See [`examples/`](examples/) for full programs:
[`basic_kv`](examples/basic_kv.rs),
[`filesystem_meta`](examples/filesystem_meta.rs),
[`session_store`](examples/session_store.rs),
[`s3_metadata`](examples/s3_metadata.rs).

## Architecture

```
┌──────────────────────────────────────────────────────────────┐
│ Public API: Tree, TreeBuilder, TxnBatch, RangeIter           │
├──────────────────────────────────────────────────────────────┤
│ Engine: insert / lookup / erase / range / merge / migrate    │
├──────────────────────────────────────────────────────────────┤
│ Concurrency: HybridLatch (3-mode optimistic / shared / excl) │
├──────────────────────────────────────────────────────────────┤
│ Journal: physiological WAL (11 TxnOp variants) + replay      │
├──────────────────────────────────────────────────────────────┤
│ Store: BufferManager (LRU pin/commit) + BlobFrame (512 KB)   │
├──────────────────────────────────────────────────────────────┤
│ Layout: 9 NodeType variants + bit-packed SlotEntry + Header  │
├──────────────────────────────────────────────────────────────┤
│ Backend: MemoryBackend + PersistentBackend (O_DIRECT / NOCACHE) │
└──────────────────────────────────────────────────────────────┘
```

See [`ARCHITECTURE.md`](ARCHITECTURE.md) for the deep dive.
The design draws on Leis et al.'s ART paper (ICDE 2013) for the
four-node-size scheme and LeanStore (ICDE 2018) for the HybridLatch
contract.

## Not on the roadmap

holt is **just the metadata engine** — single-node, embed-in-
your-process, Unix-only.
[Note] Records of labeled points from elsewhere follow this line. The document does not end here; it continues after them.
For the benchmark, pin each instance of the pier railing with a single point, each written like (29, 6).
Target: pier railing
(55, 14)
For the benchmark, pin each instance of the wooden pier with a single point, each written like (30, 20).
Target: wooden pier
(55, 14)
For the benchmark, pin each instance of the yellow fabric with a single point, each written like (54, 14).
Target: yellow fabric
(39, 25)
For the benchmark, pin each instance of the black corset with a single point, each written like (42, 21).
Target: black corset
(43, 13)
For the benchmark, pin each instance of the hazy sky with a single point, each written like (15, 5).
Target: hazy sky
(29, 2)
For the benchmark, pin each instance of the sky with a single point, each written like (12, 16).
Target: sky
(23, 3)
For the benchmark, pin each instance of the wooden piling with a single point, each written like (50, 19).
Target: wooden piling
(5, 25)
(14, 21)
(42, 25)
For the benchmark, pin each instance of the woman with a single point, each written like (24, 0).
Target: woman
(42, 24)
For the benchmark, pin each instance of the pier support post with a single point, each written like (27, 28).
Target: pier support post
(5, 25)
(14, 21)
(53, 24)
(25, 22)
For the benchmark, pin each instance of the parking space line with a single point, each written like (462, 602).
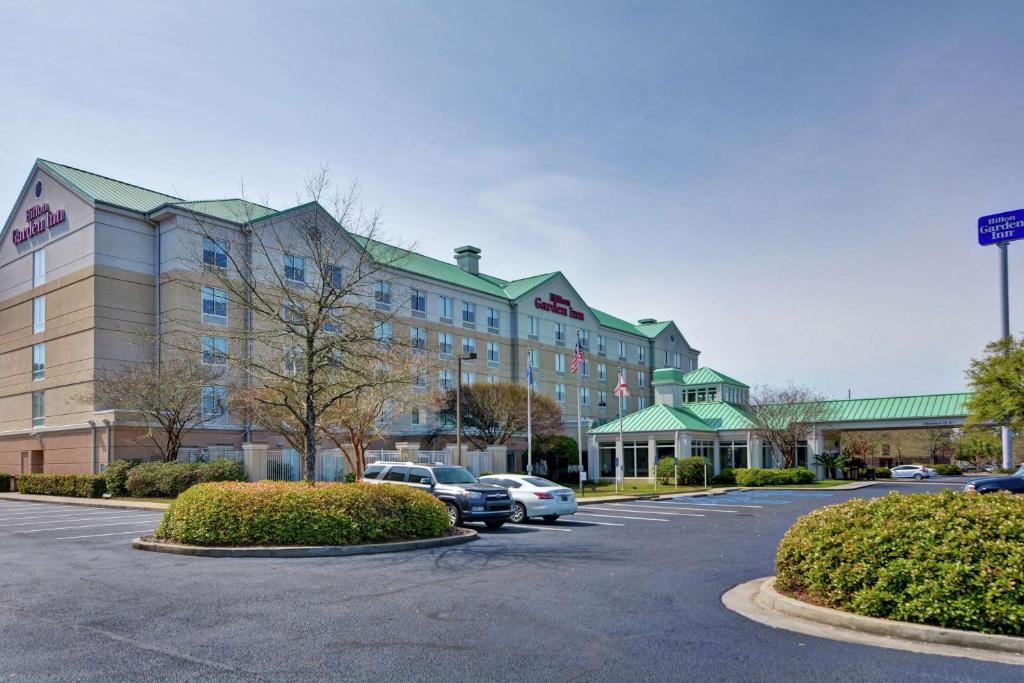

Out of scope:

- **Windows**`compile_error!`s the crate (Unix `O_DIRECT` /
  `F_NOCACHE` has no Windows analog worth carrying).
- **Object-storage frontend / S3 layer** — no RPC server, no
  multi-tenant bucket registry, no distributed checkpointer.
- **SQL / vector / full-text** — combine with a domain-appropriate
  engine (`+ FAISS` for vectors, `+ Tantivy` for full-text).
- **Replication / consensus** — build above; we'll expose hooks
  (change feed, snapshot transfer) but won't ship Raft.
- **Network server** — this is a library; wrap it in your own RPC.

## License

Licensed under the [MIT licence](LICENSE).